Increasing numbers of older patients with cognitive impairment and disturbed behaviour
are likely to present to acute care hospitals in the future. Nurses are not well disposed
towards care due to safety and morale issues caused by knowledge deficits, job stress,
oppressed group behaviours and ageist attitudes. Patient outcomes are often poor with
multiple adverse events, long lengths of stay and levels of mortality. Disturbed
behaviour may be caused by delirium, depression or other mental disorders and
dementia or all.
The research question addressed was “Can the instigation of a person-centred approach
to care of patients with cognitive impairment and disturbed behaviour result in
decreased nursing stress, improved patient care practices, outcomes and relatives’
satisfaction?” A conceptual framework incorporating the constructs of Person-Centred
Care, the Integrated Structural Model of Human Behaviour and Practice Development
informed the action research methods utilised.
The processes of facilitation were used to undertake four action research cycles
incorporating plans, actions, observations and reflections in one 25-bed acute aged care
ward in a large tertiary referral hospital The first cycle involved setting up the study,
recruitment of nurses and patients, gathering of baseline data and application of nonparticipant
observational studies of the quality of nurse-patient interactions which
served to inform the plan for interventions. The following three cycles demonstrated
efforts to undertake those interventions through strategies to increase nursing
empowerment and knowledge in the context of constant staff turnover and diversions
that compromised support and participation.

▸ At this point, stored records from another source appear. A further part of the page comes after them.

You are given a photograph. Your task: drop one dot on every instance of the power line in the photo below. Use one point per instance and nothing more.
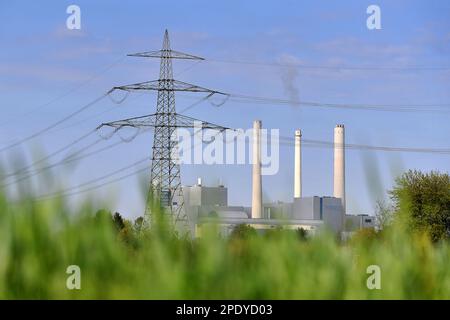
(67, 160)
(375, 107)
(333, 68)
(67, 93)
(54, 195)
(99, 178)
(53, 125)
(288, 141)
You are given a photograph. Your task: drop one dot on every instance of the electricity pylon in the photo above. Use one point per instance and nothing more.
(165, 179)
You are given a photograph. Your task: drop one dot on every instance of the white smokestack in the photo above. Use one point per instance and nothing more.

During the study there were few apparent adverse patient outcomes with significant
improvements in patient analgesic administration, relatives’ satisfaction with care,
nursing care practices involving the completion of a Communication and Care Cues
form and nurses’ interactions with the patients. New care planning tools were
developed that will enable ongoing activities for practice improvement. Conversely,
there was a significant increase in the nurses’ stress levels when caring for hypoactive
delirious patients, a trend towards more emotional exhaustion, high nursing turnover
and increased sick leave rates. Nursing care practices were unchanged and the new care
planning tools were not well utilised.
Reflection on the implications and limitations of action research methods supported by
practice development strategies in the dynamic, often chaotic environment experienced
during the study, suggested that if there is an absence of hierarchical managerial
sponsorship for such activities, then sustainable change is difficult. Therefore, it was
shown that a person-centred approach to care of patients with cognitive impairment and
disturbed behaviour using action research methods in this environment, can result in
some enhanced nurse-patient interactions, patient care practices, outcomes and
relatives’ satisfaction. However, progress is likely to be slow and time consuming.
Further improvements require attention to the well-being status of the nurses through
actions that generate feelings of empowerment through individual recognition,
knowledge enhancement, adequate access to patient information and sufficient time to
undertake their duties as equal members of the multidisciplinary team.